Monday, December 2, 2013

Zipcode Apartheid - Thinking about location with THIS AMERICAN LIFE and wonder, "where do we go from here?"

                                               

I listened to This American Life yesterday as I went for an afternoon walk to process my week ahead. At the end of the show, they featured Ari Hest's The Landlord, a piece of music that caught my attention with its clever beat and rhythm.

The episode, House Rules, was interesting to listen to (I highly recommend it), especially with the engagement of the prologue about inequitable schools and a young woman's experience with attending affluent and poor classrooms. The first act on unfair rental policies in NYC is shocking, as well. Finally the research and exploration of Nikole Hannah-Jones in regard to racial 'red lining' in the housing market, shares a history of unfair practices in the United States and the reality that cities in the northeast remain more segregated than elsewhere, despite the claims of the people who typically argue otherwise. I've speculated this was the truth for some time. From the website,
Once the Fair Housing Act became law in 1968, there was some question about how to implement it and enforce it. George Romney, the former Republican Governor of Michigan and newly-appointed Secretary of HUG, was a true believer int he need to make the Fair Housing Law a powerful one - a robust attempt to change the course of the nation's racial segregation.
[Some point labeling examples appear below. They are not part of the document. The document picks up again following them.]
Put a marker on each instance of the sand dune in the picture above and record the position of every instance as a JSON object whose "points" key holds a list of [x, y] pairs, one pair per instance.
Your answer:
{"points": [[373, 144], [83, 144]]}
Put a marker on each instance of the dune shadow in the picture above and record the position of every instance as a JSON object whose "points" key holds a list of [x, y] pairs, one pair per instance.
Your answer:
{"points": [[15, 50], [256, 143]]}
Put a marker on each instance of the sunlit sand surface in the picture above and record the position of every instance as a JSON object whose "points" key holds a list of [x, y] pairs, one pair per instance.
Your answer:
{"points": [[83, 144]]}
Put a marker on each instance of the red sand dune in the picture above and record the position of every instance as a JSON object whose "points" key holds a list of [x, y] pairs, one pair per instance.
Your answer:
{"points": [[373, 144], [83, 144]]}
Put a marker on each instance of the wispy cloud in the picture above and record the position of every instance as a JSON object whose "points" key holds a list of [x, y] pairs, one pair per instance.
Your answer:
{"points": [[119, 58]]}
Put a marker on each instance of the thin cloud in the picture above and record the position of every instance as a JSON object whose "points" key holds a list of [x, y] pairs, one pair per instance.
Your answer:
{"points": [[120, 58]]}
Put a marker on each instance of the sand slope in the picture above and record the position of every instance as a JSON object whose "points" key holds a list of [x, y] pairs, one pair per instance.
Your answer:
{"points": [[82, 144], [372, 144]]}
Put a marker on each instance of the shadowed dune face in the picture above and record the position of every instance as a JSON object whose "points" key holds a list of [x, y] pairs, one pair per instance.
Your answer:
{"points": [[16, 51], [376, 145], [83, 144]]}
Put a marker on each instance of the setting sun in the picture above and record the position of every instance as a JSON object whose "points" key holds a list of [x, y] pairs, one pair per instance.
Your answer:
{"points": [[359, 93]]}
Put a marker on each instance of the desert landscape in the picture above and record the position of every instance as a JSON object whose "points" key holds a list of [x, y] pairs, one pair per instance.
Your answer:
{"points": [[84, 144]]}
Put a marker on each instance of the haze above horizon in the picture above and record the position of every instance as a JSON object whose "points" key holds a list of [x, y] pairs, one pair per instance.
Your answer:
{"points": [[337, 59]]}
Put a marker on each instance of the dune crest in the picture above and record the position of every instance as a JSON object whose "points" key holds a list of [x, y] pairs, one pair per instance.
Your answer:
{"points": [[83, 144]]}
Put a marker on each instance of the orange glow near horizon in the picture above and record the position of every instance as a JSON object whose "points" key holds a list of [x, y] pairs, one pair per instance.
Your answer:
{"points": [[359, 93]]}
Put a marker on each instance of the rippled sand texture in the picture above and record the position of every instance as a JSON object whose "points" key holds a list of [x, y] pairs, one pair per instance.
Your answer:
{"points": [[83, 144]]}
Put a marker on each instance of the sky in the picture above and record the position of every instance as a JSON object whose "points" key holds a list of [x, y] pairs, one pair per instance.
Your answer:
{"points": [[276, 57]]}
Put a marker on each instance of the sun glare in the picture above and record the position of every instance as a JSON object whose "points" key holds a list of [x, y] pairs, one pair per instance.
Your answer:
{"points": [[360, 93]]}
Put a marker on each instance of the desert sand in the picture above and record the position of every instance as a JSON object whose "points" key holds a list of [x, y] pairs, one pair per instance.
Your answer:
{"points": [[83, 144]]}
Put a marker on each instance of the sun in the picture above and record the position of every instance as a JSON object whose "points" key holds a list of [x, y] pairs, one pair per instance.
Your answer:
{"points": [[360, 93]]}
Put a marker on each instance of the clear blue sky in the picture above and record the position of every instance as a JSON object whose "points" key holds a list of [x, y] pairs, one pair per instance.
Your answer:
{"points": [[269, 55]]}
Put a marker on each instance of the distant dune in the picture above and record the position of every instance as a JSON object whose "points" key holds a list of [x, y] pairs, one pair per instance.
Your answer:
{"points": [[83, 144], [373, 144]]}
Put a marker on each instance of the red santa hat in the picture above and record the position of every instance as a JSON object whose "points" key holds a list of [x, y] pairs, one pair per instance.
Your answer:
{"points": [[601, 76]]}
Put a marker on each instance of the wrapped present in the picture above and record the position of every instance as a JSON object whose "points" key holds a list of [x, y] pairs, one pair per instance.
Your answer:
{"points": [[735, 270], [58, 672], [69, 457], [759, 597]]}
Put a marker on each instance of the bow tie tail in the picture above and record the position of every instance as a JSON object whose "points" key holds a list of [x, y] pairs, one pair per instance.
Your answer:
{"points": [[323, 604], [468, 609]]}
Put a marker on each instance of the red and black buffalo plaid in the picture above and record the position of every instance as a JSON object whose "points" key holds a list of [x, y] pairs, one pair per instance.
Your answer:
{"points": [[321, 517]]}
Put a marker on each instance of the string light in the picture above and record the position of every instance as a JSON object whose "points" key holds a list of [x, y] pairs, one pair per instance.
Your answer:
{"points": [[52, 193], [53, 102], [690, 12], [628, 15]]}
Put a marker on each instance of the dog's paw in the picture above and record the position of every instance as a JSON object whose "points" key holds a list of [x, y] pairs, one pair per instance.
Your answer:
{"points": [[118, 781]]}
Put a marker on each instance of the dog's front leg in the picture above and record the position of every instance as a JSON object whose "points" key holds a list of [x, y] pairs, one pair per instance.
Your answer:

Only problem was: President Richard Nixon didn't necessarily see it that way. 
Typically, fairness and equity are words used by liberal, democratic people and not attributed to the Republican party and their beliefs (even though, once upon a time, in was this party that fought to free slaves and to integrate the U.S. military). The case is made here, too, that Mitt Romney's father,  George, fought with all he had to stop racial segregation through America's housing laws, but was sidelined by the government and President. The argument is that integration may be more realized in the 21st century if the feds didn't make it so difficult.

Living in Connecticut, now, I can't help but question what's to be done to rectify this history. The report made me think about many discrepancies I've witnessed in my career, including the daily witnessing of achievement gaps along the zip codes I cross everyday. Seems to me an integrated school district and work force would be an answer, but this would require districts to align, join forces, and draw new territories that cultivate more heterogeneous communities. My fear is that what was enforced in the South was never the intention of those in the North.

It appears that we have an ultimate example of hypocrisy with this story, no?